Mammary stromal cells from high-fat-diet and miR-140 KO mice promote breast cancer. DCIS cells were cocultured with SVF cells and then replated for functional assays to examine the effect of fibrotic SVF cells on DCIS invasiveness and aggression. (A) DCIS cells were cocultured with SVF cells for 48 h and then replated for mammosphere formation.

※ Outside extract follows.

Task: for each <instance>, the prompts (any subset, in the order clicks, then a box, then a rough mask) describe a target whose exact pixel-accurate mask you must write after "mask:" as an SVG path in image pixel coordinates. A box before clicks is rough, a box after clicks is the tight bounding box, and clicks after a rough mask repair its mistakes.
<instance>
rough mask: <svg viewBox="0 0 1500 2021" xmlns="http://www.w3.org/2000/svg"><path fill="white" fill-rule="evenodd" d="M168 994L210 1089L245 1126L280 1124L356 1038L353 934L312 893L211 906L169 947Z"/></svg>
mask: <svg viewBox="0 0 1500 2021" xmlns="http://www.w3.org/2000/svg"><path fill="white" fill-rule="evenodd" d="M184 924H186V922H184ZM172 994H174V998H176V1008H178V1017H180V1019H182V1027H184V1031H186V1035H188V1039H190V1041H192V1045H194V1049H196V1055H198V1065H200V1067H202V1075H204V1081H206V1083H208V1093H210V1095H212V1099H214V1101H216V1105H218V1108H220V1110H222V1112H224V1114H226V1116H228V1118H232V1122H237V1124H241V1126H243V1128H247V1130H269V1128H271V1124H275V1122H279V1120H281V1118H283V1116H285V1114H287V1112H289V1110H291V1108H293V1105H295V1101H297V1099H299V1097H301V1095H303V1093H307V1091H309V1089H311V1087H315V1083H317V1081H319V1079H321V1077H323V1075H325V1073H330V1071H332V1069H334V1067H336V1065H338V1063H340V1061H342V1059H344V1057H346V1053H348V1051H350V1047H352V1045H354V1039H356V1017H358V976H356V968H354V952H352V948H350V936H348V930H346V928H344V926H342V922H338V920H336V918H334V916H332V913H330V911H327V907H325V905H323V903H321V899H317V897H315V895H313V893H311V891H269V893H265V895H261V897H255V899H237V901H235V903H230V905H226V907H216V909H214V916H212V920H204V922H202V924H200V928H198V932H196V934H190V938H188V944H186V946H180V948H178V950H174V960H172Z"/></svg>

DCIS cells cocultured with SVF cells from obese and miR-140 KO mice had significantly increased mammosphere formation. (B) After coculture, DCIS cells were plated for a transwell Matrigel invasion assay. (C) DCIS organoids were plated in a 3D Matrigel culture with SVF cells. After 48 h, organoid invasion was measured using ImageJ. DCIS organoids in 3D culture with SVF cells from obese and miR-140 KO mice had much higher levels of 3D invasion than DCIS cells cultured with SVF cells from WT-RD mice or alone. (D) At 48 h after organoid implantation, DCIS organoids in the 3D Matrigel culture with SVF cells were stained for a marker of basal lineage and tumor invasion/aggression, CK14. DCIS organoids cultured with SVF cells from obese and miR-140 KO mice had increased CK14 expression. Data are means ± SD (n = 3). DCIS CTRL, DCIS cells without coculture. *, P < 0.01; **, P < 0.005; ***, P < 0.001.